Tuesday 31 May 2016

Modelling Learning Double Action or two things I just learned about modelling in SAP HANA SPS 11

The scenario in mind here was a SAP BW on HANA system reading data from a Suite on HANA system and using the SAP HANA live content installed there.
The Open ODS feature of SAP BW on HANA was to be used here as it allows reading from tables and views exposed via SDA in the local SAP HANA instance.

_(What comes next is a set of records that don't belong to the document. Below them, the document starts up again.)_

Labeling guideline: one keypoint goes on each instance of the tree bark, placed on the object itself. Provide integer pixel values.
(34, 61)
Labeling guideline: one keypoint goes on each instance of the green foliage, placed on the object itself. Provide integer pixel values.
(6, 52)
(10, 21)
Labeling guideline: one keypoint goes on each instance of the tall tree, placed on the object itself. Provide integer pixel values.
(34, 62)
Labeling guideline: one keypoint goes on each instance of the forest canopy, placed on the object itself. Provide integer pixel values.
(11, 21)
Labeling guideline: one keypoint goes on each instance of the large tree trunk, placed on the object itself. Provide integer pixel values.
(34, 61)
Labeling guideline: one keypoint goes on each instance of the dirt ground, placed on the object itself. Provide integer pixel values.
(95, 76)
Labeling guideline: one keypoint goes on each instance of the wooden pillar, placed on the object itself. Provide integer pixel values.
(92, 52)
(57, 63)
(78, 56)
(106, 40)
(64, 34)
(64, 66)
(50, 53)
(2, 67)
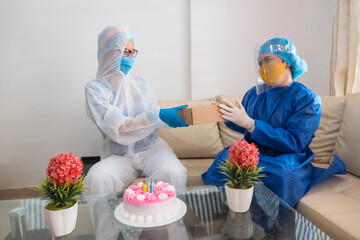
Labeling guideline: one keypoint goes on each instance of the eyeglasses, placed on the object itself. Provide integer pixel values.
(130, 53)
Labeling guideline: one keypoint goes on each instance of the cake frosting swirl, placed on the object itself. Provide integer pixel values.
(144, 206)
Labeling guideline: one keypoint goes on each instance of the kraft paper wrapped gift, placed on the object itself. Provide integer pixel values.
(200, 114)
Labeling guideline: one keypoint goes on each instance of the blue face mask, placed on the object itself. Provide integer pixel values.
(126, 64)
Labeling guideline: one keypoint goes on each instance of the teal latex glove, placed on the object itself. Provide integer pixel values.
(171, 118)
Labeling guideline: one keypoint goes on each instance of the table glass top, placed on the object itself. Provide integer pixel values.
(207, 217)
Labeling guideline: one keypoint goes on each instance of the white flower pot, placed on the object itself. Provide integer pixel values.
(239, 200)
(61, 222)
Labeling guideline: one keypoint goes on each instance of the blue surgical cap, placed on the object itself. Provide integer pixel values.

Now this idea sounds splendid.
Instead of having to manually build an extractor or an data export database view (both of which can be extensive development efforts), why not simply reuse the ready made content of SAP HANA live for this?
As usual the proof of the pudding is in the eating and as soon as it was tried out a severe shortcoming was identified:

select * from "LARS"."IMACCESS_LBPB/SCV_USERS"
    ('PLACEHOLDER' = ('$$userNameFilter$$', 'USER_NAME= LARS'))
Could not execute 'select * from "LARS"."IMACCESS_LBPB/SCV_USERS"('PLACEHOLDER' = ('$$userNameFilter$$', 'USER_NAME= ...'
SAP DBTech JDBC: [7]: feature not supported:
Cannot use parameters on row table: IMACCESS_LBPB/SCV_USERS: line 1 col 22 (at pos 21)
BOOM!
I just created an Information Model similar to the ones provided with the SAP HANA Live content including the heavily used Input Parameters to enable the model to be flexible and reusable (and also to allow filter push-down) but SAP HANA tells me:

"Nope, I'm not doing this, because the PLACEHOLDER syntax only works for information views and not for 'row tables'."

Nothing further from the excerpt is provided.